In this vein, the tactic of withholding tuition has the potential to win demands that go far beyond the tuition itself. By exercising this form of collective power, students can exert leverage within their universities across many domains. We should look at skyrocketing tuition costs as a mere symptom of the unilateral processes behind all major institutional decisions. The question of why tuition rates are so high is deeply connected to the question of how tuition is spent.

This is why the Columbia tuition strike has formed a broad coalition with MAD, Students for Justice in Palestine, Extinction Rebellion, the Sunrise Movement, and Graduate Workers of Columbia. The common line connecting these groups and the demands is the idea that students should have a democratic say about how where the university places its resources. The university’s endowment has grown by more than $300 million over the course of a global pandemic.

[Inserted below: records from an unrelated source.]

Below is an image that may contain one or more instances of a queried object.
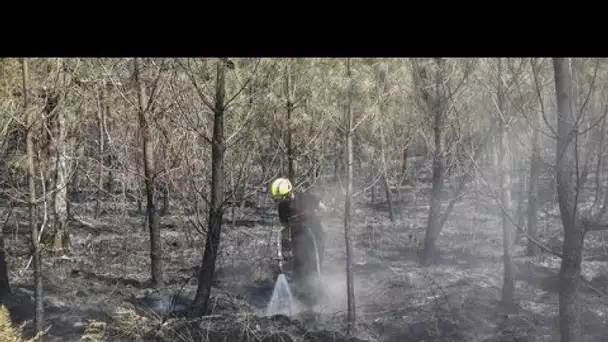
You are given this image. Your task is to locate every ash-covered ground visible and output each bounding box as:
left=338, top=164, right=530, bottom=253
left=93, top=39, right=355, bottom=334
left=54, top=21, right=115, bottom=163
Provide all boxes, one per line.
left=2, top=178, right=608, bottom=342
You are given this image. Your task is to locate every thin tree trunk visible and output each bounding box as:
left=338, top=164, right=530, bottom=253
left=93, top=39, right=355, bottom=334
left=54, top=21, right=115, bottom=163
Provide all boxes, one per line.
left=344, top=58, right=356, bottom=331
left=496, top=59, right=515, bottom=310
left=526, top=60, right=553, bottom=256
left=133, top=58, right=164, bottom=287
left=378, top=64, right=395, bottom=223
left=285, top=59, right=296, bottom=183
left=94, top=85, right=105, bottom=219
left=513, top=163, right=528, bottom=244
left=553, top=58, right=584, bottom=342
left=0, top=205, right=13, bottom=303
left=421, top=59, right=445, bottom=265
left=160, top=182, right=169, bottom=216
left=22, top=58, right=44, bottom=333
left=593, top=118, right=608, bottom=206
left=193, top=59, right=226, bottom=315
left=101, top=83, right=116, bottom=194
left=401, top=146, right=408, bottom=185
left=53, top=91, right=70, bottom=252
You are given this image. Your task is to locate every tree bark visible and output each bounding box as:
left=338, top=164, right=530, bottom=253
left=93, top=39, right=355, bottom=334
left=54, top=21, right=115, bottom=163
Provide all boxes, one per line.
left=553, top=58, right=584, bottom=342
left=22, top=58, right=44, bottom=333
left=52, top=89, right=70, bottom=253
left=133, top=58, right=164, bottom=287
left=496, top=59, right=515, bottom=310
left=526, top=108, right=543, bottom=256
left=94, top=86, right=105, bottom=219
left=344, top=58, right=356, bottom=330
left=285, top=59, right=296, bottom=184
left=420, top=59, right=445, bottom=265
left=0, top=206, right=13, bottom=296
left=378, top=64, right=395, bottom=223
left=593, top=118, right=608, bottom=206
left=401, top=146, right=408, bottom=185
left=193, top=59, right=226, bottom=315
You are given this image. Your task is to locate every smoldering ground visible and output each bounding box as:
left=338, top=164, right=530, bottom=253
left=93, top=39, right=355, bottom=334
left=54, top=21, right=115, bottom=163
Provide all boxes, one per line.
left=5, top=174, right=608, bottom=342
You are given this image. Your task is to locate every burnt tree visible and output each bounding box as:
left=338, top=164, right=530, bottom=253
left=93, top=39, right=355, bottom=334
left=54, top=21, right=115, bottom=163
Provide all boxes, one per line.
left=133, top=58, right=164, bottom=287
left=553, top=58, right=584, bottom=342
left=192, top=58, right=228, bottom=315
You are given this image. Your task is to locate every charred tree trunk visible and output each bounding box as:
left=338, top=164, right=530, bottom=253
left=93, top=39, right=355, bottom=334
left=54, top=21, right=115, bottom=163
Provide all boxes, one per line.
left=344, top=58, right=356, bottom=330
left=102, top=84, right=116, bottom=194
left=133, top=58, right=164, bottom=287
left=193, top=59, right=226, bottom=315
left=496, top=59, right=515, bottom=310
left=22, top=58, right=44, bottom=333
left=285, top=59, right=296, bottom=184
left=0, top=205, right=13, bottom=296
left=52, top=91, right=70, bottom=253
left=401, top=146, right=408, bottom=185
left=513, top=164, right=528, bottom=244
left=378, top=64, right=395, bottom=223
left=553, top=58, right=584, bottom=342
left=94, top=85, right=105, bottom=219
left=421, top=59, right=445, bottom=265
left=593, top=118, right=608, bottom=206
left=526, top=60, right=543, bottom=256
left=160, top=183, right=169, bottom=216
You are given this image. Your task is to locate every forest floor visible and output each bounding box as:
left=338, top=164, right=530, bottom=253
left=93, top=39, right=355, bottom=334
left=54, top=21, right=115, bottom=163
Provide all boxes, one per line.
left=2, top=179, right=608, bottom=342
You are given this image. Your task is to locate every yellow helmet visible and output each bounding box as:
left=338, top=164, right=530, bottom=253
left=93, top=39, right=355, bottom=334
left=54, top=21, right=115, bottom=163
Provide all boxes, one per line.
left=270, top=178, right=293, bottom=199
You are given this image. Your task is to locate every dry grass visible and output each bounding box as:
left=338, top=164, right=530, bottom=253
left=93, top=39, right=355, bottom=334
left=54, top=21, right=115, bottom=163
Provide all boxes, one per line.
left=0, top=305, right=49, bottom=342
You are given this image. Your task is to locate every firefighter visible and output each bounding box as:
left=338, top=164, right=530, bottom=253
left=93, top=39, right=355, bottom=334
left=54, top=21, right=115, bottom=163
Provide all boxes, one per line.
left=270, top=178, right=326, bottom=309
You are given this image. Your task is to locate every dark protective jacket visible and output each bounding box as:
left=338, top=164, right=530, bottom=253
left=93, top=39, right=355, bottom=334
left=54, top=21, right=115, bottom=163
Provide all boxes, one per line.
left=278, top=192, right=325, bottom=300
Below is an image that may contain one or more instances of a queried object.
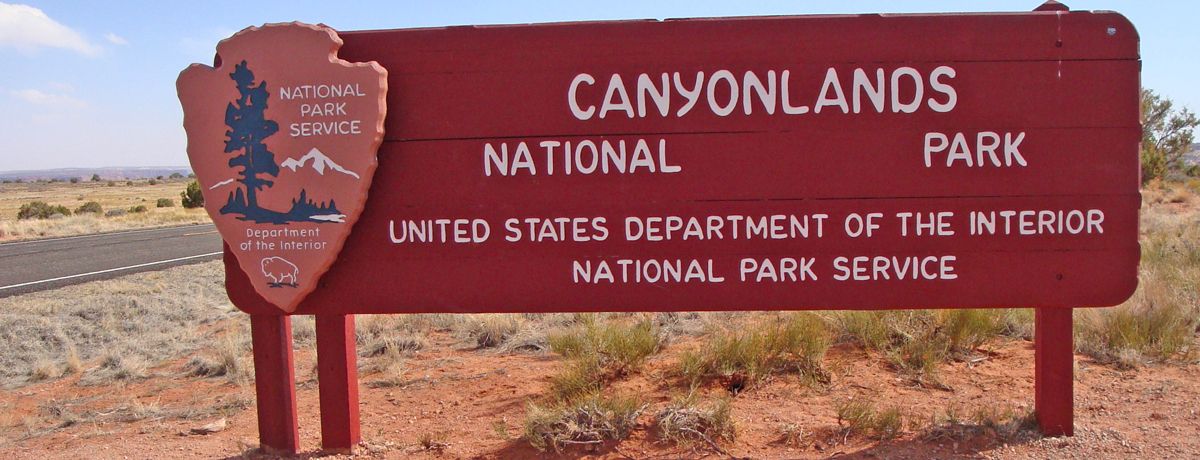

We know that Columbia can afford to repay the surrounding community of Harlem for decades of damages, rather than investing in endless expansion. Likewise, Columbia can afford to divest from interests such as fossil fuel companies and companies that profit from human rights abuses in Palestine.

This movement holds significance beyond Columbia. If successful, a tuition strike has the potential to set an example for other students nationwide, demonstrating how to organize at their local level for affordable higher education that privileges people over profits. A tuition strike of this magnitude is without precedent; the only similar example is a 2,500-student tuition strike at the University of Michigan in 1973. We hope that our movement at Columbia will provide a successful model for mobilizing students across the country who all face similar struggles.

A nationwide tuition strike movement could finally turn back the neoliberal tide that has left students with no choice but to fork over rising tuition to universities that prioritize profits and expansion over the needs of students, professors, and their communities. We are beginning to forge another path. That’s why Columbia is desperate not to concede.